1. Firstly, can I bypass VPN Express and roll my own somehow for less than $6.67 US p/m?
If you can place your own router in each country of interest, and at least one of them will have a public IP address (or all of them will have IPv6 addresses which are all public), then yes. Whether the total expenses will be less than US $6.67 monthly is another question.
2. Can I create an Open VPN client on my HAP AC 2, run it permanently on a wireless VLAN, create an SSID like "UK" and "US" and connect a client direct to a US/UK VPN?
You can create one or more OpenVPN clients, and use policy routing to route traffic from clients associated to each SSID either via a gateway representing each destination country within the same OpenVPN connection if that's how VPN Express works or via a distinct OpenVPN connection as a whole if a dedicated one per destination country is needed.
3. Are there any other considerations? security issues ? placing a load on the router? It has IPSEC hardware encryption.
Many:
- Mikrotik's in-house implementation of OpenVPN is seriously limited as compared to the genuine one. For client mode, what limits you most is that it supports only TCP as transport and doesn't support compression, so if VPN Express insists on UDP transport or compression, you cannot use Mikrotik to connect.
- with any public "VPN" where you don't control both the client and the server, you never know who actually controls the business, what information about your traffic they collect and for what purpose (where a targeted advertising for expats is one of the least harmful ones)

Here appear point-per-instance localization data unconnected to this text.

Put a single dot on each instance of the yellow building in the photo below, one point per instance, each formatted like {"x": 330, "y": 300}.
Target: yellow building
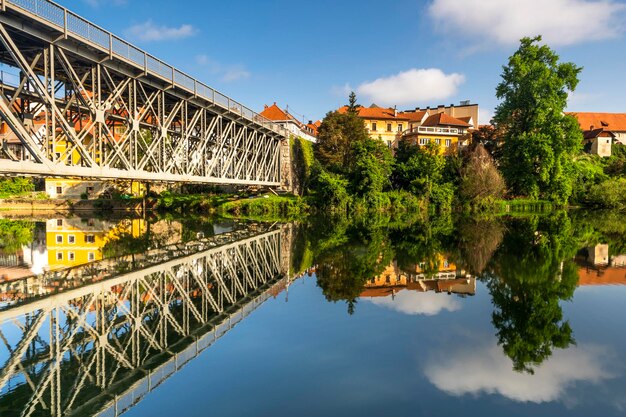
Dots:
{"x": 448, "y": 278}
{"x": 419, "y": 126}
{"x": 449, "y": 133}
{"x": 72, "y": 242}
{"x": 387, "y": 125}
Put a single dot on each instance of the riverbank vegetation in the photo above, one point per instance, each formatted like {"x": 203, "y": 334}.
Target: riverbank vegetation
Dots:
{"x": 530, "y": 158}
{"x": 527, "y": 263}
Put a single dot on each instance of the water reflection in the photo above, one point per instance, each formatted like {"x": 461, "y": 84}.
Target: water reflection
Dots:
{"x": 95, "y": 337}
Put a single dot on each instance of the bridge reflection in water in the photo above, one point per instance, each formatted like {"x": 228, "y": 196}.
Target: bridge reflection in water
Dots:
{"x": 94, "y": 340}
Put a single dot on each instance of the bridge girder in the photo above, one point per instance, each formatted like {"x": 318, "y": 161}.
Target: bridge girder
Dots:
{"x": 83, "y": 112}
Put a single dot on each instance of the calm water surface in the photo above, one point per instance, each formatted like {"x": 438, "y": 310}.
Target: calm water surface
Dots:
{"x": 371, "y": 317}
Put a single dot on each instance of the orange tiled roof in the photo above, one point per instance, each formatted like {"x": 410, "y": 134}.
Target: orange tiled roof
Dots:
{"x": 376, "y": 113}
{"x": 592, "y": 134}
{"x": 313, "y": 127}
{"x": 414, "y": 116}
{"x": 605, "y": 276}
{"x": 608, "y": 121}
{"x": 442, "y": 119}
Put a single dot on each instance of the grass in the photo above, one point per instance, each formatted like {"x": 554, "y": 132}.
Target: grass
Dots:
{"x": 525, "y": 205}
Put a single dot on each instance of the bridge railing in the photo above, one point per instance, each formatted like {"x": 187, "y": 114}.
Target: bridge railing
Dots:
{"x": 71, "y": 23}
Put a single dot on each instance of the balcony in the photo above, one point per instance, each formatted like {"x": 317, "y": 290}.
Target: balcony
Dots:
{"x": 433, "y": 130}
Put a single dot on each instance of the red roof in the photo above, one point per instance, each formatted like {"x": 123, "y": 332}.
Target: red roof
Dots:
{"x": 377, "y": 113}
{"x": 592, "y": 134}
{"x": 606, "y": 276}
{"x": 414, "y": 116}
{"x": 442, "y": 119}
{"x": 608, "y": 121}
{"x": 275, "y": 113}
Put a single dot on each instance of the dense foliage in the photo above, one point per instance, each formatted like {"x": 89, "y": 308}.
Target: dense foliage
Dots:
{"x": 540, "y": 140}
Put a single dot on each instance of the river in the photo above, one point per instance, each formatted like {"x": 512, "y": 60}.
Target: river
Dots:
{"x": 374, "y": 316}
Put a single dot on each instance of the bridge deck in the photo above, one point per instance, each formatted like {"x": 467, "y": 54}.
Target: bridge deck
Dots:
{"x": 88, "y": 104}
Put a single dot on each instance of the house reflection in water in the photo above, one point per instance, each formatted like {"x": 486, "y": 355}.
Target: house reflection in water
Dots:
{"x": 447, "y": 279}
{"x": 598, "y": 267}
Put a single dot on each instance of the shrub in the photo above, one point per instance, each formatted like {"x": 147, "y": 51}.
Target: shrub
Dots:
{"x": 608, "y": 194}
{"x": 480, "y": 179}
{"x": 10, "y": 187}
{"x": 332, "y": 190}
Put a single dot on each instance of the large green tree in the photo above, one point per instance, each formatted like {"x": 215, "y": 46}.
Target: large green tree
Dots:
{"x": 420, "y": 170}
{"x": 372, "y": 165}
{"x": 539, "y": 139}
{"x": 336, "y": 135}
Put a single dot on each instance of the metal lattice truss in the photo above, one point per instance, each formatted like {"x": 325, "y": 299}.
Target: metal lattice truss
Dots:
{"x": 100, "y": 348}
{"x": 83, "y": 110}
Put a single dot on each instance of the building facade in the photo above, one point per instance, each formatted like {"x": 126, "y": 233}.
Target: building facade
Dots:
{"x": 421, "y": 126}
{"x": 289, "y": 122}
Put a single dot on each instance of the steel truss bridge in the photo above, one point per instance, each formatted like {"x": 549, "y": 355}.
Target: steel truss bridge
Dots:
{"x": 88, "y": 104}
{"x": 94, "y": 340}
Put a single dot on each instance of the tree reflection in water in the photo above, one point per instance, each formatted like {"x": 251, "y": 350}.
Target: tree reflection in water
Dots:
{"x": 528, "y": 277}
{"x": 526, "y": 264}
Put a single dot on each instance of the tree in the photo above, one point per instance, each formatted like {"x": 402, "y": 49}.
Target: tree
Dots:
{"x": 480, "y": 179}
{"x": 337, "y": 133}
{"x": 419, "y": 170}
{"x": 353, "y": 106}
{"x": 373, "y": 162}
{"x": 490, "y": 138}
{"x": 540, "y": 141}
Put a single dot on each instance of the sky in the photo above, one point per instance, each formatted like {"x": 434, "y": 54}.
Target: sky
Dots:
{"x": 406, "y": 53}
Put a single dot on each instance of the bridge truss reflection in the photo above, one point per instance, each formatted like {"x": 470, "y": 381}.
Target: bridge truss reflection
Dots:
{"x": 94, "y": 340}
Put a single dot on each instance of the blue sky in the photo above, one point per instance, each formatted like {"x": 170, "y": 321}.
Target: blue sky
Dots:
{"x": 408, "y": 53}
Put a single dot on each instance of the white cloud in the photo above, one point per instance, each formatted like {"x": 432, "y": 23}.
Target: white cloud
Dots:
{"x": 412, "y": 86}
{"x": 414, "y": 303}
{"x": 235, "y": 74}
{"x": 98, "y": 3}
{"x": 149, "y": 31}
{"x": 560, "y": 22}
{"x": 486, "y": 370}
{"x": 226, "y": 73}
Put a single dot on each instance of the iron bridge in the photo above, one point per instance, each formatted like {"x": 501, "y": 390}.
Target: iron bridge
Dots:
{"x": 95, "y": 339}
{"x": 84, "y": 103}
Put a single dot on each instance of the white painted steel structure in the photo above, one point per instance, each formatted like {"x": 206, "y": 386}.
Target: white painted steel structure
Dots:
{"x": 99, "y": 347}
{"x": 111, "y": 110}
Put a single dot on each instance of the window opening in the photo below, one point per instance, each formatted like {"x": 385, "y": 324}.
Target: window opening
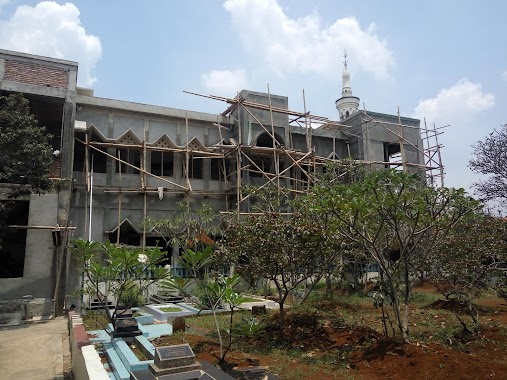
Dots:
{"x": 132, "y": 156}
{"x": 162, "y": 163}
{"x": 13, "y": 241}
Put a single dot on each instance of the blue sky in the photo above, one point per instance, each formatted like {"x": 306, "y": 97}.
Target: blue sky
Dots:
{"x": 442, "y": 60}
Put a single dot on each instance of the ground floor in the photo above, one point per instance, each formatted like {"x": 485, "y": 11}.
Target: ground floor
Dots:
{"x": 38, "y": 350}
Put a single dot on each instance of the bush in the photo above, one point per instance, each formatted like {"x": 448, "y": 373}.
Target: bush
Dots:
{"x": 206, "y": 298}
{"x": 132, "y": 296}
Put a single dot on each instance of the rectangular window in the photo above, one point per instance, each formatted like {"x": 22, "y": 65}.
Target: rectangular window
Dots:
{"x": 392, "y": 154}
{"x": 195, "y": 168}
{"x": 12, "y": 249}
{"x": 162, "y": 163}
{"x": 216, "y": 168}
{"x": 131, "y": 156}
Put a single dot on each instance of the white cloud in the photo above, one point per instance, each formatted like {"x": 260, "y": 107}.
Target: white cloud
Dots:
{"x": 225, "y": 82}
{"x": 52, "y": 30}
{"x": 4, "y": 3}
{"x": 458, "y": 104}
{"x": 304, "y": 45}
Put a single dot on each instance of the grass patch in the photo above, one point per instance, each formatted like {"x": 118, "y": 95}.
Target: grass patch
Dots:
{"x": 170, "y": 309}
{"x": 94, "y": 320}
{"x": 251, "y": 299}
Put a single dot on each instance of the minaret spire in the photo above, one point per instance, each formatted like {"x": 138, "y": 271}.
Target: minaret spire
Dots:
{"x": 347, "y": 104}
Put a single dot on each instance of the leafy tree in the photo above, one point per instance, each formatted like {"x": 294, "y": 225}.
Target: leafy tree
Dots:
{"x": 490, "y": 158}
{"x": 215, "y": 289}
{"x": 25, "y": 153}
{"x": 286, "y": 250}
{"x": 119, "y": 271}
{"x": 394, "y": 219}
{"x": 468, "y": 260}
{"x": 25, "y": 147}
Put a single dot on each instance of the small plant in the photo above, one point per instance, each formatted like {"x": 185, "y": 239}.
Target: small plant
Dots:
{"x": 132, "y": 295}
{"x": 169, "y": 309}
{"x": 249, "y": 327}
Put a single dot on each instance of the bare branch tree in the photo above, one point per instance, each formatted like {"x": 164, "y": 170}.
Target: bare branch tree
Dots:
{"x": 490, "y": 158}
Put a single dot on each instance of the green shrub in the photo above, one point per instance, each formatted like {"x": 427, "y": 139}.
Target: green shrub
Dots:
{"x": 207, "y": 299}
{"x": 132, "y": 296}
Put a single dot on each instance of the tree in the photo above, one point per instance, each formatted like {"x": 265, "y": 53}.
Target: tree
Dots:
{"x": 25, "y": 148}
{"x": 490, "y": 159}
{"x": 394, "y": 219}
{"x": 119, "y": 271}
{"x": 25, "y": 153}
{"x": 216, "y": 289}
{"x": 469, "y": 261}
{"x": 284, "y": 249}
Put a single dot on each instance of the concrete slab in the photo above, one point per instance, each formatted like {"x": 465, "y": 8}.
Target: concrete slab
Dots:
{"x": 38, "y": 350}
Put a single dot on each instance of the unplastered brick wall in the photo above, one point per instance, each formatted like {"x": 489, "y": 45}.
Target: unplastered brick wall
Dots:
{"x": 36, "y": 74}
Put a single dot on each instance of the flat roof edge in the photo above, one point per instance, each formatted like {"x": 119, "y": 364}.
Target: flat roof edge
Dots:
{"x": 15, "y": 54}
{"x": 148, "y": 108}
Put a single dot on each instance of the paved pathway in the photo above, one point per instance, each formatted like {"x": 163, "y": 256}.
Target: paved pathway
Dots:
{"x": 38, "y": 350}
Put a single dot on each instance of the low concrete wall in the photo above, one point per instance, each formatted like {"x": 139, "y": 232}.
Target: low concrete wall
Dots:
{"x": 86, "y": 362}
{"x": 25, "y": 309}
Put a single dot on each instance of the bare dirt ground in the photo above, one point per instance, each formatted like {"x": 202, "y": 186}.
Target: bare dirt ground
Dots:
{"x": 333, "y": 340}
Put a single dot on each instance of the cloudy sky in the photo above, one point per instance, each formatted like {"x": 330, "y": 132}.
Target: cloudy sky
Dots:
{"x": 445, "y": 61}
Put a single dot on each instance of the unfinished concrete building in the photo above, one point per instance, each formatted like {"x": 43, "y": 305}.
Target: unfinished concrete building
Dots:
{"x": 126, "y": 161}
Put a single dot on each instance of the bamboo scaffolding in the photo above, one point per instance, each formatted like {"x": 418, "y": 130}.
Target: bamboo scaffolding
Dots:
{"x": 301, "y": 166}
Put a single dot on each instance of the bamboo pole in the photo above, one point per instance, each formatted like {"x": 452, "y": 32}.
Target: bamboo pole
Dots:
{"x": 402, "y": 143}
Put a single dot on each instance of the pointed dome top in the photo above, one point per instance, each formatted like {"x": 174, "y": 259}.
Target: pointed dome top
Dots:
{"x": 346, "y": 89}
{"x": 348, "y": 104}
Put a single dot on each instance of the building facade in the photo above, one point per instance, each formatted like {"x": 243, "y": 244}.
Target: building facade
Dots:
{"x": 121, "y": 162}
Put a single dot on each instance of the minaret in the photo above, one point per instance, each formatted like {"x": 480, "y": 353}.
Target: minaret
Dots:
{"x": 347, "y": 105}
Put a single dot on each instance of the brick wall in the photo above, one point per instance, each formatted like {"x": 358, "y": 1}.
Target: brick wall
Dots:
{"x": 36, "y": 74}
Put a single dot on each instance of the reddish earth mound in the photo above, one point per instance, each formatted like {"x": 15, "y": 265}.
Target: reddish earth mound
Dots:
{"x": 390, "y": 359}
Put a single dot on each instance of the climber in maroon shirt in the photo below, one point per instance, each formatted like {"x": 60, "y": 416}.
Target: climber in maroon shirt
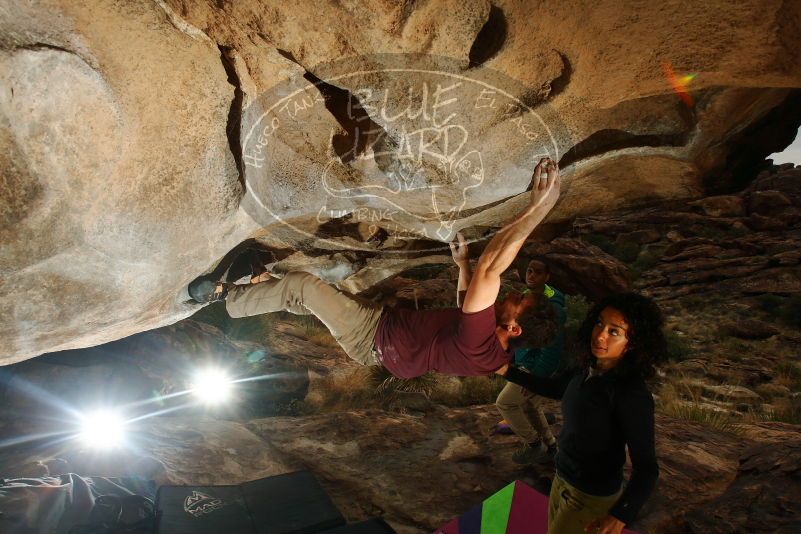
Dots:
{"x": 468, "y": 341}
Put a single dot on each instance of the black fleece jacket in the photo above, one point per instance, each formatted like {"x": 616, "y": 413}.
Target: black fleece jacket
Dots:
{"x": 602, "y": 414}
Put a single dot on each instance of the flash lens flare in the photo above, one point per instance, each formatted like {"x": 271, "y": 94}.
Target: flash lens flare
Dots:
{"x": 102, "y": 429}
{"x": 212, "y": 386}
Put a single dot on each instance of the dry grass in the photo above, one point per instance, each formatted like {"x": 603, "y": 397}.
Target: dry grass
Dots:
{"x": 678, "y": 399}
{"x": 468, "y": 391}
{"x": 342, "y": 392}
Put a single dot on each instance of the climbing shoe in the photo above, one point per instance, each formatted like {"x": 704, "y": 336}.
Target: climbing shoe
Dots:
{"x": 203, "y": 290}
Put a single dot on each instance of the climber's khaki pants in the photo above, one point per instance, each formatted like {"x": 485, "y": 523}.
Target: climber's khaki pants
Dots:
{"x": 571, "y": 510}
{"x": 352, "y": 321}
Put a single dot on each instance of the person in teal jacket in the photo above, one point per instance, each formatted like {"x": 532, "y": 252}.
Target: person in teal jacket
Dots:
{"x": 539, "y": 443}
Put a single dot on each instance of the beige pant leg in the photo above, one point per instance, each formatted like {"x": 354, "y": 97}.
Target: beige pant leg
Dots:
{"x": 538, "y": 420}
{"x": 350, "y": 320}
{"x": 570, "y": 510}
{"x": 511, "y": 403}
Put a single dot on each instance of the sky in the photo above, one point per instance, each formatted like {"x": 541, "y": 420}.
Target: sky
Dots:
{"x": 791, "y": 154}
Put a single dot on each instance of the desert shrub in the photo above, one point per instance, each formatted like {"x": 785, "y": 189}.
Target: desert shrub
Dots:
{"x": 470, "y": 391}
{"x": 788, "y": 374}
{"x": 692, "y": 302}
{"x": 385, "y": 384}
{"x": 346, "y": 391}
{"x": 786, "y": 310}
{"x": 786, "y": 411}
{"x": 689, "y": 407}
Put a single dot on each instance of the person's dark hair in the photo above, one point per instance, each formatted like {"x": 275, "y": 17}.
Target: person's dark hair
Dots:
{"x": 646, "y": 341}
{"x": 538, "y": 324}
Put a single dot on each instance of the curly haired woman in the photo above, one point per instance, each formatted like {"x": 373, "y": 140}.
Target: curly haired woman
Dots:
{"x": 606, "y": 407}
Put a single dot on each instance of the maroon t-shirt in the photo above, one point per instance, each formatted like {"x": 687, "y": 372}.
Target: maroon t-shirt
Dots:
{"x": 412, "y": 342}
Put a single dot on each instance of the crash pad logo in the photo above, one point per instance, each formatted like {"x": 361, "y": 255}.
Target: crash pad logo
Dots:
{"x": 403, "y": 146}
{"x": 199, "y": 504}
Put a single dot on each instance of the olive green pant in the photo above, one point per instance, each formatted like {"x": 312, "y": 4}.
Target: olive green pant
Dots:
{"x": 522, "y": 411}
{"x": 570, "y": 510}
{"x": 352, "y": 321}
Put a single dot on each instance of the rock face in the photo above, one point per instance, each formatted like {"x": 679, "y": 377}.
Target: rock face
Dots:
{"x": 140, "y": 141}
{"x": 418, "y": 472}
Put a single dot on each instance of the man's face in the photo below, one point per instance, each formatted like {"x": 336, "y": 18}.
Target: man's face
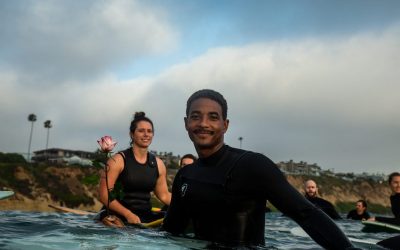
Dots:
{"x": 311, "y": 188}
{"x": 205, "y": 124}
{"x": 395, "y": 184}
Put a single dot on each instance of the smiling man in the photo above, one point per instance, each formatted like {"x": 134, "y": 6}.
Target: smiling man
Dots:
{"x": 222, "y": 196}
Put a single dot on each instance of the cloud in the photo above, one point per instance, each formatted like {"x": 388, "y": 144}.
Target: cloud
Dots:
{"x": 59, "y": 40}
{"x": 332, "y": 100}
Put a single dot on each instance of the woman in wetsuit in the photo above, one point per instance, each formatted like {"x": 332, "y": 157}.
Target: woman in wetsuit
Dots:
{"x": 139, "y": 173}
{"x": 222, "y": 195}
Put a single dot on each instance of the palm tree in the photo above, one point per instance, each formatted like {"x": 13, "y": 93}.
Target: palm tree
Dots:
{"x": 240, "y": 141}
{"x": 31, "y": 118}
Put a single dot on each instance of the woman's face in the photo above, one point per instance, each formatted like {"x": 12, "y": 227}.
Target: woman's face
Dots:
{"x": 395, "y": 184}
{"x": 143, "y": 134}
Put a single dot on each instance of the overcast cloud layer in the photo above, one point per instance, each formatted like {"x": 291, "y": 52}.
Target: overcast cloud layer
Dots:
{"x": 327, "y": 96}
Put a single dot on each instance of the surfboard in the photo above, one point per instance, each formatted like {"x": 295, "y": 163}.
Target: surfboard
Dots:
{"x": 6, "y": 194}
{"x": 298, "y": 231}
{"x": 71, "y": 210}
{"x": 376, "y": 226}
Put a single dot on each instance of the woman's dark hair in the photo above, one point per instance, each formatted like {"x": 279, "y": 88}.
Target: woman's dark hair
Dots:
{"x": 392, "y": 175}
{"x": 363, "y": 202}
{"x": 138, "y": 117}
{"x": 209, "y": 94}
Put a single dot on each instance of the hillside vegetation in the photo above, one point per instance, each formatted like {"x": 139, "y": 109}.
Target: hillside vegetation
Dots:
{"x": 36, "y": 186}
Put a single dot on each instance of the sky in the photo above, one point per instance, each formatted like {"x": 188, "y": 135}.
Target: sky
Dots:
{"x": 312, "y": 81}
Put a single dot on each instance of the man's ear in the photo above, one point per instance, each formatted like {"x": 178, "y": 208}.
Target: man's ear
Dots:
{"x": 185, "y": 120}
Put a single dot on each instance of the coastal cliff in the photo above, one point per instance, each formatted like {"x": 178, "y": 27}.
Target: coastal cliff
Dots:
{"x": 38, "y": 186}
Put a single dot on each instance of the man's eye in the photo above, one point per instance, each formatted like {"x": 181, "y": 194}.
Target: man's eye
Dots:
{"x": 214, "y": 117}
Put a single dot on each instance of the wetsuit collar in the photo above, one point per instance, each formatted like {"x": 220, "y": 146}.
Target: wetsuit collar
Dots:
{"x": 214, "y": 159}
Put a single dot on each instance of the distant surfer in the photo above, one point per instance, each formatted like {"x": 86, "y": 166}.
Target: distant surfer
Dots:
{"x": 311, "y": 193}
{"x": 360, "y": 212}
{"x": 139, "y": 172}
{"x": 222, "y": 195}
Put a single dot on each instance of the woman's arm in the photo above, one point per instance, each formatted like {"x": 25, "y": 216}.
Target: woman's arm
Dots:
{"x": 161, "y": 189}
{"x": 115, "y": 166}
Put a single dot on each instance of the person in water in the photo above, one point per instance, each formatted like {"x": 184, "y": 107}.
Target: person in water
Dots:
{"x": 139, "y": 173}
{"x": 311, "y": 193}
{"x": 222, "y": 195}
{"x": 394, "y": 182}
{"x": 186, "y": 160}
{"x": 360, "y": 212}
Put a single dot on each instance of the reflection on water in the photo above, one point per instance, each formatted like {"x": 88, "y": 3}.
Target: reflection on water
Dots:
{"x": 28, "y": 230}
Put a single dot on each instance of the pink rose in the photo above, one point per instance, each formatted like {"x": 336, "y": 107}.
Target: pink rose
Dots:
{"x": 106, "y": 144}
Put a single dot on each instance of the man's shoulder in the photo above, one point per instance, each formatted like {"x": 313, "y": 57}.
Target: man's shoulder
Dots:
{"x": 247, "y": 153}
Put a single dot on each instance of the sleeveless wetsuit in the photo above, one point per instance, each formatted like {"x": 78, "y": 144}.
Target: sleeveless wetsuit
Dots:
{"x": 223, "y": 198}
{"x": 137, "y": 181}
{"x": 395, "y": 204}
{"x": 355, "y": 216}
{"x": 325, "y": 206}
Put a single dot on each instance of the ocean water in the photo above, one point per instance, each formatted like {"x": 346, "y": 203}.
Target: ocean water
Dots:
{"x": 34, "y": 230}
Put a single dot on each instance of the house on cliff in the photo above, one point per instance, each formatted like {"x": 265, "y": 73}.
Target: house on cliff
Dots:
{"x": 59, "y": 156}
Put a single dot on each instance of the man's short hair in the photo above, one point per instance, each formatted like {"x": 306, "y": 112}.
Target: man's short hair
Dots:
{"x": 363, "y": 202}
{"x": 187, "y": 156}
{"x": 209, "y": 94}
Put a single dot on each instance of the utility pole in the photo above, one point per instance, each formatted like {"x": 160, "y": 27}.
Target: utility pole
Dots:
{"x": 32, "y": 118}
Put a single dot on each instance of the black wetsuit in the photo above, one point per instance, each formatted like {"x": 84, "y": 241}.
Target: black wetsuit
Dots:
{"x": 325, "y": 206}
{"x": 395, "y": 203}
{"x": 137, "y": 181}
{"x": 355, "y": 216}
{"x": 223, "y": 198}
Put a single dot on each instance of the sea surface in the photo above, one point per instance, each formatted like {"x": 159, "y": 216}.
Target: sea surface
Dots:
{"x": 34, "y": 230}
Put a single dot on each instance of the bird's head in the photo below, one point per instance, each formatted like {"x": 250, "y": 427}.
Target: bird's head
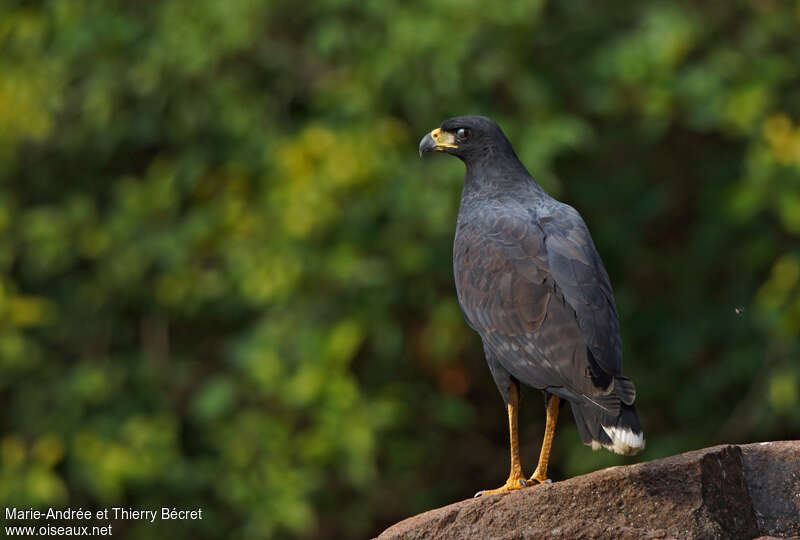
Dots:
{"x": 470, "y": 138}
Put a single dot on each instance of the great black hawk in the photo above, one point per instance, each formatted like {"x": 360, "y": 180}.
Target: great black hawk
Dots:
{"x": 531, "y": 283}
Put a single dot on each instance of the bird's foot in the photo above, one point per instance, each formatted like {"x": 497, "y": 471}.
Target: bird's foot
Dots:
{"x": 515, "y": 481}
{"x": 538, "y": 478}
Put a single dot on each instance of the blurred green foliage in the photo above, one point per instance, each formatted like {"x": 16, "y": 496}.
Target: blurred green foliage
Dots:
{"x": 225, "y": 277}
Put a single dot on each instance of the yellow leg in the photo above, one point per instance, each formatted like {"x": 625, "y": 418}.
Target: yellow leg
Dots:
{"x": 516, "y": 480}
{"x": 540, "y": 474}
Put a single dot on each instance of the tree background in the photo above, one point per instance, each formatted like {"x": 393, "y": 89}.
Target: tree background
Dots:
{"x": 226, "y": 277}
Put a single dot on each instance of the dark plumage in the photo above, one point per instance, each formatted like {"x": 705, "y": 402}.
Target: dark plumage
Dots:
{"x": 531, "y": 283}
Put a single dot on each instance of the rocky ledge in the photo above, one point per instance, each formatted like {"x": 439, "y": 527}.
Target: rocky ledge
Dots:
{"x": 728, "y": 491}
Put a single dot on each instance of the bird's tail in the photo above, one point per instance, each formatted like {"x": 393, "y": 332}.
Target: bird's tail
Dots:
{"x": 621, "y": 434}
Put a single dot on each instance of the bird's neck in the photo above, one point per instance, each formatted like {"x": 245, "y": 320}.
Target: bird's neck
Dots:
{"x": 504, "y": 174}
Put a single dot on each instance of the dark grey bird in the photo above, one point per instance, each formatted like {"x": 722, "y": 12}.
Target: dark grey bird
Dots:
{"x": 531, "y": 283}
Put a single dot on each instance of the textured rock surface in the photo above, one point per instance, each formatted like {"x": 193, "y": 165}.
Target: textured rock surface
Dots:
{"x": 746, "y": 491}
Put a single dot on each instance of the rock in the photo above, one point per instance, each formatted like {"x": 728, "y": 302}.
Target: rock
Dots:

- hardware encryption, on all Mikrotik routers that support it, is used only for IPsec, not for OpenVPN, nor even for SSTP. So you have to see whether your uplink bandwidth or the throughput of your hAP ac² will be the limiting factor
- be careful regarding DNS - the clients will likely have to access it via VPN as well, because the response for the same query may differ depending on what's the source address of the query. As the clients cache the DNS answers, you have to use the proper SSID right from starting the machine, otherwise you may end with an IP of a server for international users so you won't see the contents available to UK users even if accessing it from a UK address.